Fed's pro-innovation but anti-regulatory arbitrage position on tokenization

Fed Governor Michael Barr gave a speech focusing on how the U.S. regulatory framework should evolve to accommodate innovation and Fed's regulatory position on stablecoin. Key takeaways:


1️⃣ Same risk, same regulation

Activities that replicate banking functions (payments, deposits, maturity transformation) should face equivalent prudential standards.

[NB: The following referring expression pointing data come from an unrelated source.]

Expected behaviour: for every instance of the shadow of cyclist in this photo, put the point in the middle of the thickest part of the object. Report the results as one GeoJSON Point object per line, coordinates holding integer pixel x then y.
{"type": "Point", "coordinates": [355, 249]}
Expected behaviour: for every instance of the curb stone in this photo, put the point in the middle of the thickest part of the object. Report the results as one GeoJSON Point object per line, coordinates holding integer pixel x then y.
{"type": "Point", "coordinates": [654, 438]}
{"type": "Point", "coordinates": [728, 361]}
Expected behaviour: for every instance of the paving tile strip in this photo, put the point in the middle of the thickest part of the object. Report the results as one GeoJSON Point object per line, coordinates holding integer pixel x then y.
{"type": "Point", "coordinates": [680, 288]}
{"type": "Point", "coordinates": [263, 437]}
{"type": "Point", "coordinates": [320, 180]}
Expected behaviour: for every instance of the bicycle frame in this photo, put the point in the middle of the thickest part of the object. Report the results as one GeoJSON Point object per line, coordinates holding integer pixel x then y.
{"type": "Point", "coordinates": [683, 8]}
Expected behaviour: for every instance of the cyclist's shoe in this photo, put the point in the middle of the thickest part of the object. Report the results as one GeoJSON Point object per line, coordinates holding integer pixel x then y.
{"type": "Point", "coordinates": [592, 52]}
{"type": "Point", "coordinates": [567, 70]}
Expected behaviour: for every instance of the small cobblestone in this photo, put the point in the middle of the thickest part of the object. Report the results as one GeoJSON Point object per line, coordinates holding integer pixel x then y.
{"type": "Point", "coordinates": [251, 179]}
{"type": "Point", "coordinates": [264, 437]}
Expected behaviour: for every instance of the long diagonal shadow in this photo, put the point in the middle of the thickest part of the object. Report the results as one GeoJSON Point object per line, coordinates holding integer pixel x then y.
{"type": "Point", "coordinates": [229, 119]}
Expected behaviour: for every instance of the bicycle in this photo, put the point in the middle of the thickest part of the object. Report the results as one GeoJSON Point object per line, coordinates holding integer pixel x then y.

This is a clear pushback against:

- Shadow banking expansion via crypto

- Stablecoin structures operating outside bank regulation


Consistent with tokenized deposits > stablecoins for institutional use cases


2️⃣ Stablecoins = bank-like money → must be regulated as such

Stablecoins raise concerns around:

- Run risk

- Liquidity mismatch

- Payment system contagion


Barr signals preference for:

- Bank-issued or bank-regulated stable money

- Strong reserve, liquidity, and supervision frameworks


3️⃣ Banking system must remain the core of money creation

Emphasis on preserving:

- Role of commercial banks in credit intermediation

- Link between money and the central bank system


Concern:

- Migration of deposits into non-bank digital instruments


➡️ Bottom line

Innovation is encouraged inside the regulatory perimeter


Fed is not anti-crypto/fintech. It supports:

- New payment technologies

- Faster settlement infrastructure

- Tokenization experiments


But the it must occur within:

- Supervised institutions

- Existing risk frameworks


Preference is for incremental upgrades to existing system rather than sudden disruption.